Histological evaluation

At necropsy, linear strips of stomach extending from the squamocolumnar junction to the proximal duodenum were placed in 10% neutral-buffered formalin overnight, paraffin embedded, cut at 4 μm, and stained with hematoxylin and eosin. Inflammation, oxyntic gland atrophy, foveolar hyperplasia, intestinal metaplasia and dysplasia in the gastric cardia/corpus were scored using a described previously ordinal ascending scale (23) from 0 to 4 in increments of 0.5 by a veterinary pathologist (A.B.R.) blinded to treatment groups.

Immunohistochemistry for epithelial proliferation and Foxp3+ cells

Four gastric corpus tissue samples were selected randomly from each experimental group for Ki-67 immunohistochemistry as an index of epithelial proliferation. Deparaffinization and hydration of sections was done in xylene and graded ethanol to water. Antigen retrieval was performed by heating the slides for 20 min at 95°C in target retrieval solution, pH 6 (S1699; DAKO, Carpinteria, CA). Using an automated immunostainer (i6000; Biogenex, San Ramon, CA), sections were stained with anti-human Ki-67 antibody diluted 1:50 (BD Bioscience PharMingen) using an ARK kit (DAKO) according to the supplier's protocol. A Ki-67 labeling index (LI) was defined as the mean percentage of positively stained nuclei counted in 10 well-oriented proximal corpus gastric glands as described previously (23).

Foxp3+ immunochemistry was performed using Foxp3 antibody (FJK-16S; eBiosciences, San Diego, CA) as described previously (24). Cells expressing nuclear Foxp3 are presented as the number of Foxp3+ cells per field averaged (magnification = ×200) from 10 fields per stomach.

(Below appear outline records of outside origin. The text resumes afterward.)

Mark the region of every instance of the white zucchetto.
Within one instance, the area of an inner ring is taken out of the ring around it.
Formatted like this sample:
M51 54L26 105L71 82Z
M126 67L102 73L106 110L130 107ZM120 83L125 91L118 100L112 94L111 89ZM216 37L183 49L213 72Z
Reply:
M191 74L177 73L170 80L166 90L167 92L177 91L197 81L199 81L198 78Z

Testosterone and E2 assays

Five randomly selected serum samples from each H.pylori-infected group were assayed for testosterone and E2 levels using commercial immunoassay kits (Cayman Chemical Company, Ann Arbor, MA) following the supplier's protocol. Assay detection limits were 6.0 pg/ml for testosterone and 7.8 pg/ml for E2.

Statistical analysis

Body and testis weights, serum testosterone and E2 levels, H.pylori colonization, anti-H.pylori antibodies and the Ki-67 and Foxp3 LI were evaluated for normal distribution using the Kolomogorov–Smirnov test. Data comparisons were then evaluated by either one-way analysis of variance or the nonparametric Kruskal–Wallis test followed by selected comparisons using a Dunn’s posttest. Histology scores were analyzed using the nonparametric Mann–Whitney U-test and mRNA expression levels were compared using the Student’s t-test. Statistical significance was defined as P < 0.05.

Results

E2 caused testicular atrophy and lowered serum testosterone in male INS-GAS mice

Castration or administration of E2 did not impact mean body weight at necropsy (intact mice: 32.9 ± 1.9 g, castrated mice 35.7 ± 6.5 g, E2-treated intact mice 30.9 ± 3.4 g). The testis weight of E2-treated mice was significantly lower than that of intact mice (intact: 190.0 ± 7.5 mg, E2-treated mice: 79.3 ± 17.7 mg, P < 0.001). Serum testosterone levels in castrated and E2-treated mice were significantly lower compared with intact mice (P < 0.01) (Table I). When compared with intact mice, castration did not alter serum E2 levels, whereas the E2 level in E2-treated male mice was significantly increased (P < 0.05) (Table I). The time-release E2 pellet resulted in serum E2 levels that ranged from values observed in female proestrus to supraphysiological levels as described previously (20).

Table I.

Levels of testosterone and E2 were measured in serum from Helicobacter pylori-infected INS-GAS mice that were intact, castrated or treated with E2 supplementation

Group Serum testosterone level (pg/ml) Serum E2 level (pg/ml)
Intact mice (n = 5) 177.2 ± 36.0 15.5 ± 2.3
Castrated mice (n = 5) 8.7 ± 0.9* 11.6 ± 1.6
E2-treated mice (n = 5) 15.7 ± 4.2* 72.5 ± 19.7**

Castration and E2 significantly reduced testosterone (*P < 0.01) compared with intact mice and E2 supplementation resulted in supraphsyiological levels (**P < 0.05). Values represent the mean ± standard error.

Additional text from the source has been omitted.